CHAPITRE 121 : TAGLIOS
LA BELLE AU BOIS DORMANT
À devoir sans cesse retourner en territoire ami, observer une attaque aérienne sur un groupe de bâtiments hébergeant encore une résistance qui s’entêtait obstinément à nous barrer le chemin du palais, je finissais par perdre la boule. Nous avions apporté la science de la guerre dans cette région du monde et ne l’avions que trop bien inculquée à nos élèves. Ces Tagliens refusaient de plier, même devant la sorcellerie et les ombres inconnues.

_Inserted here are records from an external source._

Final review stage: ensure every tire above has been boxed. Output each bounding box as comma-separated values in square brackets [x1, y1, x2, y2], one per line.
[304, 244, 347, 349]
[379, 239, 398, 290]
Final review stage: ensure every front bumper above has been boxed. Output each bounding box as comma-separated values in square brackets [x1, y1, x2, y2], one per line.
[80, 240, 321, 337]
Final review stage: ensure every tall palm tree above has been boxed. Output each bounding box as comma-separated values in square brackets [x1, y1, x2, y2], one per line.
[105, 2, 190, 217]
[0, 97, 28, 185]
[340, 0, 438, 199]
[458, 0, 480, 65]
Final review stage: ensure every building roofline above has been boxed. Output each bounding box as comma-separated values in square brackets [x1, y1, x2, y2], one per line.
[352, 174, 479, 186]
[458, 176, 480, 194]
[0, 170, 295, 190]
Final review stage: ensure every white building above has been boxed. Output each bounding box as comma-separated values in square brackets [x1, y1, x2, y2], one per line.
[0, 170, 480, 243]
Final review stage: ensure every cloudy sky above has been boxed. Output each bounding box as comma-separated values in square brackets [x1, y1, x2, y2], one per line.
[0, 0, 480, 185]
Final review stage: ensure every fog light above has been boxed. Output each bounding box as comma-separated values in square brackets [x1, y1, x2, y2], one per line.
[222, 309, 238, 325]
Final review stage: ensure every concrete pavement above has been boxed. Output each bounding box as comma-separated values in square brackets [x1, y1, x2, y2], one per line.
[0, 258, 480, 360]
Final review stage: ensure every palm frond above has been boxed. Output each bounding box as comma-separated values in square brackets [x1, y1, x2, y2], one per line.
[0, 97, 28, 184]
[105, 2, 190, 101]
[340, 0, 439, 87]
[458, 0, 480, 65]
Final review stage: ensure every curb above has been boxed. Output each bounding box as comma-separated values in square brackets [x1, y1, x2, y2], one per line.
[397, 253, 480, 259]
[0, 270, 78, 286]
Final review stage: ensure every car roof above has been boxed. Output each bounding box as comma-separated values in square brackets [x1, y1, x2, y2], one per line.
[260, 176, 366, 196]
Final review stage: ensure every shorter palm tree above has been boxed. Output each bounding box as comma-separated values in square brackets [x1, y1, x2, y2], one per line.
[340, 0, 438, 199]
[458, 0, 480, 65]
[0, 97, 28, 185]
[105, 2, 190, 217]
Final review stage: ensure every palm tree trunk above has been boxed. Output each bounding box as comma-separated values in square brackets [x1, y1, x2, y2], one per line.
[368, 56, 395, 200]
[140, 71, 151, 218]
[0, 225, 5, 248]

Quelqu’un avait fait remarquer que les soldats des bataillons de la ville étaient en majeure partie de culte vehdna ou shadar. Ces deux religions promettent à tout guerrier tombé au combat un accès rapide à des rivières de vin et à des arpents de vierges folles. Encore qu’à l’origine ça n’ait concerné que les seuls guerriers morts au service de Dieu.
Je me suis demandé comment Roupille s’imaginait le paradis vehdna.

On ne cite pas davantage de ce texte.